Share your dilemmas and get honest opinions from other Mumsnetters.

BFF forgot birthday

15 replies

Sussexbelle73 · 19/04/2015 07:58

BF totally forgot my birthday and I was upset about and told her I was upset. She really hates it when people forget her birthday and makes a big deal of it. She has apologised.
Anyway, fast forward a week or so and she called me to tell me that she had got me a present and that I needed to come and collect it. I mentioned that maybe we could go out for dinner and she told me when this has to be to fit in with her calendar as she is busy in the next few weeks.
I'm feeling a little fed up about it all as feel a bit like its all on her terms despite the fact that she forgot my birthday. I actually don't want to go round and collect my present.

AIBU and a bit ridiculously hypersensitive?!?

OP posts:
daisychain01 · 19/04/2015 08:04

I would cut her some slack if your friendship is otherwise balanced and healthy in terms of respect and support you give each other. I know the situation does sound like it's One rule for you, one rule for me, but I tend to view these sorts of things as the ups and downs of friendship. Annoying but maybe not a show stopper.

Hurr1cane · 19/04/2015 08:04

Sorry, I think you are a little bit... It's just a birthday.

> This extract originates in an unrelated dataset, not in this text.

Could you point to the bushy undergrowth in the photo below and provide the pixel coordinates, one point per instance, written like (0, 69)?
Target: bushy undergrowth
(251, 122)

Did you do anything nice without her?

Sussexbelle73 · 19/04/2015 08:07

I did have a nice family day and we are more like sisters than friends and often I think this is why the small things irritate!

OP posts:
Hathall · 19/04/2015 08:08

I think you are being a bit hypersensitive but I wouldn't go over just to pick up a present.
I would if I'd been invited over for a cuppa but not just to pick up a present!
It's not nice that she forgot, especially if you always remember hers but these things happen and she's apologised but don't dwell on it.
Do you have other friends? Did you do anything for your birthday?

CuttedUpPear · 19/04/2015 08:09

Try reading a few of the threads on here where posters don't have a best friend OP - no one to call or talk to on a day to day basis.

Then remember you're an adult and get some perspective.

dangerrabbit · 19/04/2015 08:18

Was it a big birthday with a 0 on the end?

DinkyDye · 19/04/2015 08:19

Yabu. I don't understand why you would take it so personally? Did you remind her of your birthday?

One of my very close friend never remembers mine. I've even been talking to her on my birthday and she doesn't mention it. Then again nor do l!

For reason l never forget hers, it always just pops into my head on the right date Smile

Pancakeflipper · 19/04/2015 08:23

If she's not a serial forgetter then give her break and understand that her life is busy at the moment and it might not be happy busy.

wigglesrock · 19/04/2015 08:30

God you really want to make her work don't you? She forgot your birthday, you told her you were upset, she apologised, has bought a present, has said she can meet for dinner but she has a busy few weeks coming up so will have to try and fit it in - surely that's what most people do when they're fitting something in?

Mrsbobdylan · 19/04/2015 08:44

I think you need to be careful you don't 'over punish'-she apologised for forgetting your birthday and it seems like you can't let the bad feeling go. It's reasonable for her to tell you when she can fit dinner in, especially if she's busy ATM.

I assume picking the present up from her's is because you normally go past her house or some such arranement?Or is she being a bit entitled?

Satsumafairy · 19/04/2015 08:49

I think you should let it go op. These things happen, life gets busy etc. Annoying that she is so fussy about her own birthday though!!!

magoria · 19/04/2015 10:06

I agree with you OP. If she makes her own birthday such a big deal if people forget it she should expect the same.

What she is telling you is that her birthday (she) is more important and don't you dare forget whereas your birthday (you) isn't so you can just fit in as and when.

catgirl1976 · 19/04/2015 10:58

Unless it was your 11th birthday, YABVU

It's just a birthday. She apologised and she's got you a present. Let it go.

sunbathe · 19/04/2015 11:23

What's happened when someone's forgotten her birthday?

Gruntfuttock · 19/04/2015 11:34

I would only expect a child to feel as you do, OP, not an adult.